According to Simon Sinek, Millennials are no different when it comes to what they way, in comparison with any other generation, the only difference being that Millennials are the first generation with the guts to ask for it and to expect it.
Here are some of Simon's ideas on how to lead the Millennials:
- Youth should reduce their exposure to technology, specifically cellphones. There is a strong correlation of addiction with technology and the dopamine cellphones release in our brains. That awareness was part of their climb to such global success.
2. In a 2012 study, Harvard research scientists reported that talking about oneself through social media activates a pleasure sensation in the brain usually associated with food, money and sex. It’s why we count the likes, it’s why we go back ten times to see if the interaction is growing, and if our Instagram is slowing we wonder if we have done something wrong, or if people don’t like us anymore. The trauma for young kids to be unfriended it too much to handle. We know when you get the attention it feels good, you get a hit of dopamine which feels good which is why we keep going back to it. Dopamine is the exact same chemical that makes us feel good when we smoke, when we drink and when we gamble. In other words, it’s highly, highly addictive…
3. They care more about the short-term gains than the life of this young human being. We care more about the year than the lifetime. We are putting them in corporate environments that are not helping them build their confidence. That aren’t helping them learn the skills of cooperation. That aren’t helping them overcome the challenges of a digital world and finding more balance. That isn’t helping them overcome the need for instant gratification and teach them the joys and impact and the fulfillment you get from working hard on something for a long time that cannot be done in a month or even in a year.

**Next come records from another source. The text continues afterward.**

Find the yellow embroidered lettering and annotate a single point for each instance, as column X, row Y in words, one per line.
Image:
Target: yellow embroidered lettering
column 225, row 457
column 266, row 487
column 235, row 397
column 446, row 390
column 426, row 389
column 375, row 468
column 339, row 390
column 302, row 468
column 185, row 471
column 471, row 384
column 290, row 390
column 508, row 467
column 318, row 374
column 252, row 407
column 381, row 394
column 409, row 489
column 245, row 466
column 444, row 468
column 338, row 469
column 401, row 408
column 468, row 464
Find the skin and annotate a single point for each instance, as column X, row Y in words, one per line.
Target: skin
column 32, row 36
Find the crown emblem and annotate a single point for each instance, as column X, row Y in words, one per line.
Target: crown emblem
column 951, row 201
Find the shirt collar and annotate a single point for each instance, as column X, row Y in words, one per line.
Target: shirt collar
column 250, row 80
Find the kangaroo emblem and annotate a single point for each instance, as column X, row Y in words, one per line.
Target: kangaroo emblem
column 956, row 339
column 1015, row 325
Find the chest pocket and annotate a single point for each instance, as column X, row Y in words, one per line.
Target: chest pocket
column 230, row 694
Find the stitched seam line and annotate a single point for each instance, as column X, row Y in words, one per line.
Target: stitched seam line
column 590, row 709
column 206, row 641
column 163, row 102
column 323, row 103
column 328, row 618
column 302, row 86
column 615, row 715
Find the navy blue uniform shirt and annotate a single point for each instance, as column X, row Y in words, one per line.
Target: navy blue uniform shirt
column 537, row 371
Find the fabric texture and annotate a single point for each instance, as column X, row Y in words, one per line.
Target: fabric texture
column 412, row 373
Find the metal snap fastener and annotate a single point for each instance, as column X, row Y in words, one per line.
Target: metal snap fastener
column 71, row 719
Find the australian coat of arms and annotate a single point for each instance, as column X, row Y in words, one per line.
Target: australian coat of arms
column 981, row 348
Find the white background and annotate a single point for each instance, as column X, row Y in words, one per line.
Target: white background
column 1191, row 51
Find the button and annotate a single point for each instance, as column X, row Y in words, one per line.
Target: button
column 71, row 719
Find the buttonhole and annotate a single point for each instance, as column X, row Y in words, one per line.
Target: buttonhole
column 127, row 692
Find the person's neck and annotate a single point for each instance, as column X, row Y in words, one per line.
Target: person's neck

4. There should be no cellphones in conference rooms. When sitting and waiting for a meeting to start, instead of using your phone with your head down, everyone should be focused on building relationships. We ask personal questions, “How’s your dad? I heard he was in the hospital.” “Oh he’s really good thanks for asking. He’s actually at home now.” “Oh I’m glad to hear that.” “That was really amazing.” “I know, it was really scary for a while there.” -- That’s how you form relationships. “Hey did you ever get that report done?” “No, I totally forgot.” “Hey, I can help you out. Let me help you.” “Really?” -- That’s how trust forms. Trust doesn’t form at an event in a day. Even bad times don’t form trust immediately. It’s the slow, steady consistency and we need to create mechanisms where we allow for those little innocuous interactions to happen.
5. None of us should charge our phones by our beds. We should be charging our phones in the living rooms. Remove the temptation. We wake up in the middle of the night because you can’t sleep, you won’t check your phone, which makes it worse. But if it’s in the living room, it’s relaxed, it’s fine. Some say “but it’s my alarm clock.” Buy an alarm clock. They cost eight dollars.
6. The most important sentiments any leader can express to someone in their charge is “I’ve got your back. There’s nothing you can break that I can’t help put back together. I believe in you even when you no longer believe in yourself.”
7. We organize ourselves around the people and companies who seem to share our values, the same way our ancestors organized themselves into tribes. The best leaders are the ones who can express their fundamental why.